Hello everyone,
I’m running a Jupyter Notebook file locally with VS Code on Windows 10. I’m developing my first ever project using Deep Learning to train a Lung Detector model.
The issue I have is that when I run the function fit_one_cycle() the training is too slow and I hear noise on the PC. After 44min of execution of the function and completing 25 of a total of 100 epochs there 's still expected 2h29min more left to finish the execution.
Previously, the execution of the function learn.lr_find() took 14min to end.
Checking the Task Manager of Windows I figured out that the notebook wasn’t being executed on my GPU, instead it was executed on the CPU because the CPU use was at 70% and the GPU at 1-3%.
I’ve also executed the function “torch.cuda.is_available()” following tutorials and the function returned False as you can see on the next image. But I’m only using PyTorch to use the L1Loss function.
My GPU is a Nvidia GTX 1060 6GB. While running the lr_find() function I’ve run the command “nvidia-smi” on CMD to check the CUDA version of the GPU and the active processes. The results have been the following:
I don’t know what do I need to change of the notebook’s code or if I have to re-install fast.ai with CUDA to be able to run on my GPU at least the complex functions of the notebook such as fit_one_cycle.

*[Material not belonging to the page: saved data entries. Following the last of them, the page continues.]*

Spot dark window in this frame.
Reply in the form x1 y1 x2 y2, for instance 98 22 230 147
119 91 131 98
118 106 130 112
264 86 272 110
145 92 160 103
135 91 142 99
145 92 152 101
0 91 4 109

I post the key parts of my notebook at the end of this post.
I would appreciate any suggestions on how to solve this problem.
Thank you.
Notebook’s Code
%reload_ext autoreload
%autoreload 2
%matplotlib inline
import os
os.environ[“CUDA_DEVICE_ORDER”]=“PCI_BUS_ID”
os.environ[“CUDA_VISIBLE_DEVICES”]=“0”
from fastai.vision.all import *
from fastai.vision import *
from torch.nn import L1Loss
import cv2
from skimage.util import montage
data = DataBlock(
blocks=(ImageBlock, BBoxBlock,BBoxLblBlock),
get_items=get_image_files,
n_inp=1,
get_y=get_y,
splitter = RandomSplitter (0.1),
batch_tfms= [*aug_transforms(size=(120,160)), Normalize.from_stats(*imagenet_stats)]
)
dls = data.dataloaders(path_dl, path=path_dl, bs = 64) # bs: how many samples per batch to load
dls.show_batch(max_n=20, figsize=(9,6))
class LungDetector(nn.Module):
def init(self, arch=models.resnet18): # resnet18 has 18 lineal layers
super().init()
self.cnn = create_body(arch) # cut off the body of a typically pretrained arch
self.head = create_head(num_features_model(self.cnn), 4)
def forward(self, im):
x = self.cnn(im)
x = self.head(x)
return 2 * (x.sigmoid_() - 0.5)
def loss_fn(preds, targs, class_idxs):
return L1Loss()(preds, targs.squeeze())
learn = Learner(dls, LungDetector(arch=models.resnet50), loss_func=loss_fn)
learn.metrics = [lambda preds, targs, _: IoU(preds, targs.squeeze()).mean()]
learn._split([learn.model.cnn[:6], learn.model.cnn[6:], learn.model.head])
learn.freeze_to(-1)
learn.lr_find()
lr_max = 1e-2
%time learn.fit_one_cycle(100, lr_max, div=12, pct_start=0.2) # find this function at schedule.py of callbacks dir (div_factor is obsolete)